We’ve turned the clocks back, put away the jack-o-lanterns and are trying to rid our homes of that extra candy…which means it is time for turkey. Thanksgiving is a time when everyone goes off their diets with a smile and a sigh, partaking in heaping plates and voicing gratitude. On the other hand, it can be a source of stress for the cook who gets to host. So here are a few new tweaks for this year’s menu that might help to ease the planning.
Before you get to the main course you’ll need to keep the hungry crowd at bay with some appetizers. Pumpkin hummus is both seasonally appropriate and delicious, not to mention, you can also get creative with presentation. To make the hummus, you’ll need to take a drained and rinsed can of garbanzo beans/chick peas, a can of pumpkin puree, 1/3 cup olive oil, ½ cup tahini paste, 2-3 cloves of minced garlic, a pinch of salt, juice from one lemon and then the trifecta of cinnamon, nutmeg and allspice – say ½ tsp of each.
Put all of these ingredients into a food processor and blend until they are smooth. Once the hummus is done, you can also add pumpkin seeds (toasted or raw) to the top for decoration and a little crunch.
Every Thanksgiving spread requires cranberries, but rather than reach for the can opener, why not try your hand at making some from scratch? These tequila cranberries are sure to leave an impression on your guests but not leave any leftovers.
First, take a bag of fresh cranberries that have been quickly rinsed in cold water and place them in a large saucepan over low heat. Add in ¼ cup brown sugar (Splenda brown sugar works just as well) and ¼ cup balsamic vinegar. Stir periodically while these simmer together, for about 10 minutes. Make sure to taste and adjust for sweetness (more sugar) or tartness (more vinegar) – depending on your preference.

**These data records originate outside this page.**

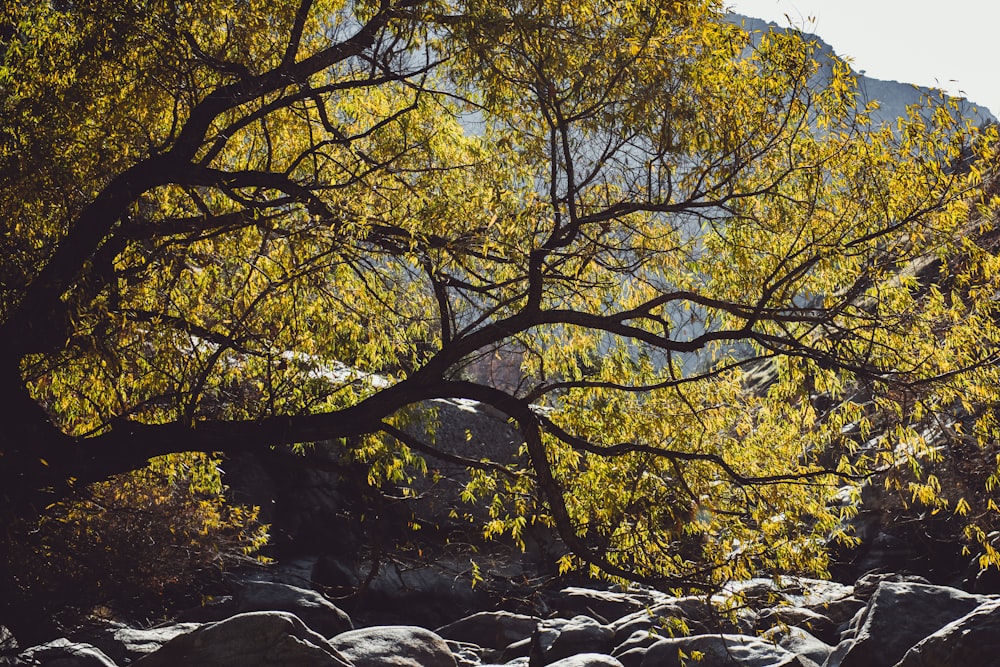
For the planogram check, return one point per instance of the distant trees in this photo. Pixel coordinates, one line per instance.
(203, 201)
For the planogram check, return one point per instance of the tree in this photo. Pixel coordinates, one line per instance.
(206, 202)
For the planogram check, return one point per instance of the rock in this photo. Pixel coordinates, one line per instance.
(973, 639)
(604, 605)
(126, 645)
(640, 639)
(817, 624)
(587, 660)
(840, 611)
(866, 586)
(470, 655)
(490, 629)
(560, 638)
(318, 613)
(694, 611)
(521, 649)
(431, 595)
(899, 615)
(799, 642)
(8, 646)
(254, 639)
(722, 650)
(212, 609)
(394, 646)
(64, 653)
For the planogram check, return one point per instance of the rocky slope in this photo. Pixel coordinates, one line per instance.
(884, 620)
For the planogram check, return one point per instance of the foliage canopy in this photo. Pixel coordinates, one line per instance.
(235, 225)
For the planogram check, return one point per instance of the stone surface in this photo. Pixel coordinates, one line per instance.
(255, 639)
(899, 615)
(587, 660)
(640, 639)
(799, 642)
(318, 613)
(693, 610)
(64, 653)
(971, 640)
(559, 638)
(817, 624)
(604, 605)
(491, 629)
(721, 651)
(125, 645)
(394, 646)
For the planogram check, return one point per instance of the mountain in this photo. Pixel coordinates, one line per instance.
(892, 96)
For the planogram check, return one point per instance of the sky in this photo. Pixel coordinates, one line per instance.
(946, 44)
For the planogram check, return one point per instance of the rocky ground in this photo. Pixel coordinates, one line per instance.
(881, 620)
(332, 609)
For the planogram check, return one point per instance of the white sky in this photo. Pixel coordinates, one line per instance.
(949, 44)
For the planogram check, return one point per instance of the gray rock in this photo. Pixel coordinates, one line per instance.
(838, 653)
(604, 605)
(587, 660)
(640, 639)
(899, 615)
(973, 639)
(521, 649)
(694, 611)
(866, 586)
(470, 655)
(255, 639)
(721, 650)
(840, 611)
(800, 642)
(318, 613)
(64, 653)
(8, 646)
(490, 629)
(817, 624)
(560, 638)
(126, 645)
(394, 646)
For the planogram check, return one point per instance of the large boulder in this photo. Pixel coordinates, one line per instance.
(721, 650)
(310, 607)
(255, 639)
(559, 638)
(899, 615)
(604, 605)
(973, 639)
(394, 646)
(587, 660)
(490, 629)
(126, 645)
(65, 653)
(799, 642)
(817, 624)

Once the berries have burst and the mixture is thoroughly warmed, add in a shot of tequila and then grate the zest on an entire orange over the top. Stir over a low heat for another few minutes and then you can either serve it or move it to the fridge with a cover until you are ready for dinner.

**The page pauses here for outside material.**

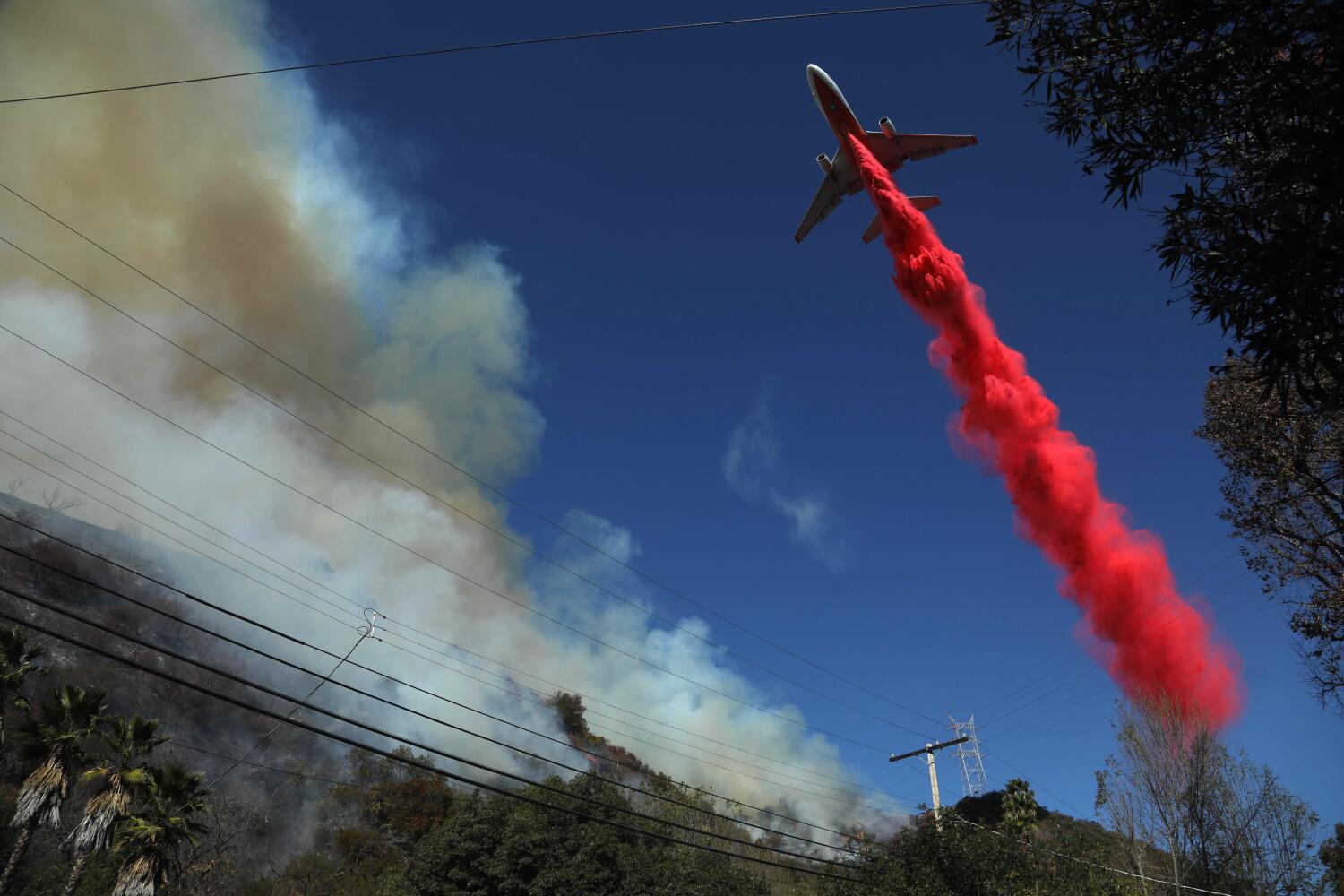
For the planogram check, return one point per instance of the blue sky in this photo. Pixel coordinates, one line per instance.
(647, 190)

Assuming your guests have any room left after the big meal, its time to wow them with something like these sweet broiled apples that have a traditional taste but are a little unpredictable, not to mention, easy to prepare. Take about six apples (Empires are great, but any varietal is tasty) and then cut them into wedges, removing the cores and any seeds. Toss the apple wedges in a bowl along with some lemon juice, melted butter and brown sugar.
Once they are coated, arrange them on a baking sheet and place them into your broiler, set to low, for about eight to 10 minutes. Once the apples are tender, remove them from the heat and douse with a little warmed rum (non-alcoholic option is maple syrup, also warmed) and sprinkle with cinnamon. You can serve these with vanilla ice cream, whipped cream or whatever flavor ‘ala mode’ you prefer.